As for why the president could be so easily spun, Gohmert explained: “You know where he was before in private business, if somebody was helping him, they wouldn’t have dared lie to Donald Trump. But it’s a new experience for him in Washington.”

This willingness to forgive, some Republican strategists believe, has lowered the stakes of Trump’s all-in endorsement of Strange. Strange has been down in the polls, and if he wins after Trump’s efforts, Trump can take all the credit. But if Strange loses, he will remain popular. The blame will likely stay with McConnell.

"I think it will be a power to his elbow. It will show him just how loyal the people who voted for him are — how we wish to choose people who are Trumpian in their philosophy. And I think it will actually empower him in the face of people like McConnell and Ryan,” Gorka said of the ramifications for Trump if Strange lost.

Trump once posited that his voters would stick with him even if he were to “stand in the middle of Fifth Avenue and shoot somebody,” a proposition that many Republican strategists have come to accept as a truth when it comes to Trump’s loyal base.

But on Thursday, former Alaska Gov. Sarah Palin, on Thursday, made clear that leniency has its limits.

It was not two years ago that Palin stood on a stage next to Trump, spinning dizzying phrases that matched the shimmying of the shiny shingles on her sweater and made the endorsement rally feel like a poetry slam.

“Those of us who have kind of gone through the ringer as Mr. Trump has, makes me respect you even more that you’re here, and you’re putting your efforts, you’re putting reputations, you’re putting relationships on the line to do the right thing for the country,” she said at the time, in a speech that excoriated the Republican establishment for its “complicity” in the ills of the country.

But in this distorted refraction of 2016, Palin claimed the stage for herself, with a warning.

“Guys, the swamp, it’s trying to hijack this presidency,” she said. “The swamp is trying to steal the victory that we worked so long and hard for. To steal a victory that a lot of us put our reputations on the line for.”

And Trump, she worried, was letting them.

“The uniparty, the swamp, they’re trying to convince the president that, well, he doesn’t have to deliver on his promises. Trying to make him think, mmm, if you just run some more weird gadget plays then maybe he’d be more popular in the grand stands. And then he can win the big game,” Palin said.

“But,” Palin went on, “you all in Alabama know, that trick plays, they may razzle dazzle, but it is the time tested fundamentals like an impenetrable defense and a sound running game, that’s what wins championships.”

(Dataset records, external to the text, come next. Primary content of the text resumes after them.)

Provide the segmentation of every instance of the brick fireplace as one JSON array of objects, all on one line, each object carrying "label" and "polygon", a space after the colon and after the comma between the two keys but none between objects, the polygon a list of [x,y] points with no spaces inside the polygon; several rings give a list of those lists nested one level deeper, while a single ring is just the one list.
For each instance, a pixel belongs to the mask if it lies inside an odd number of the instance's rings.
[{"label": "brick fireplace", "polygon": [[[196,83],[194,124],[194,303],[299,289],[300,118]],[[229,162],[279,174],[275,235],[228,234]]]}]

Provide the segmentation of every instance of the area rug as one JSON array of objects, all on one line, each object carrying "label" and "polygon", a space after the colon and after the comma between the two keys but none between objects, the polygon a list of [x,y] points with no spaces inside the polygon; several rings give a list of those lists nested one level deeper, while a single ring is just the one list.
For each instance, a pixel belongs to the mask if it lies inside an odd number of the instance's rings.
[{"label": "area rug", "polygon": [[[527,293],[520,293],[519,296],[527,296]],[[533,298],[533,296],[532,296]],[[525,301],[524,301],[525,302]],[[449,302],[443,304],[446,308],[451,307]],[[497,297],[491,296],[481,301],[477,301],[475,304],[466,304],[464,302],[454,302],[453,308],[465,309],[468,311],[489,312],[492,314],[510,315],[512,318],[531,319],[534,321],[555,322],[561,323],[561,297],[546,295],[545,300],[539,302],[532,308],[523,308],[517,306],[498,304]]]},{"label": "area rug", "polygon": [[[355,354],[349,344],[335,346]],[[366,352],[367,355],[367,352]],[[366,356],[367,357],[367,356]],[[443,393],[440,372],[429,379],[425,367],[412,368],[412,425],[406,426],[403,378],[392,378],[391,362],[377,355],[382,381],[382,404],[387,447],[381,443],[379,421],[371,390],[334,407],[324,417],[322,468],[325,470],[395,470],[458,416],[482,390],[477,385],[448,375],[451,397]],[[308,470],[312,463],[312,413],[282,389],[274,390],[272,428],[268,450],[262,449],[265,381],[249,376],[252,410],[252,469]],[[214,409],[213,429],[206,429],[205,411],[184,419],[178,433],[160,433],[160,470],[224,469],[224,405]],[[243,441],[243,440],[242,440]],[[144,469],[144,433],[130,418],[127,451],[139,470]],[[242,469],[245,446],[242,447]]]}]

The swamp and its scaly denizens remain the bad guys in this piece. But contained in Palin’s extensive football metaphor was a warning. Trump’s base still loves him, still believes in him, still wants him to succeed. They will forgive him this lapse in judgment, this moment of weakness when the swamp ensnared him and pulled him into its murky depths. But only if he makes good on what he promised them.

He will not win “the big game,” the 2020 election, without them.

Moore and Alabama, she suggested, could show him the way.

“The eyes of the entire nation are on you,” Palin said, concluding her speech. “You can show Washington how to win. Show them how to keep their promises. And together we can show them how to make America great again.”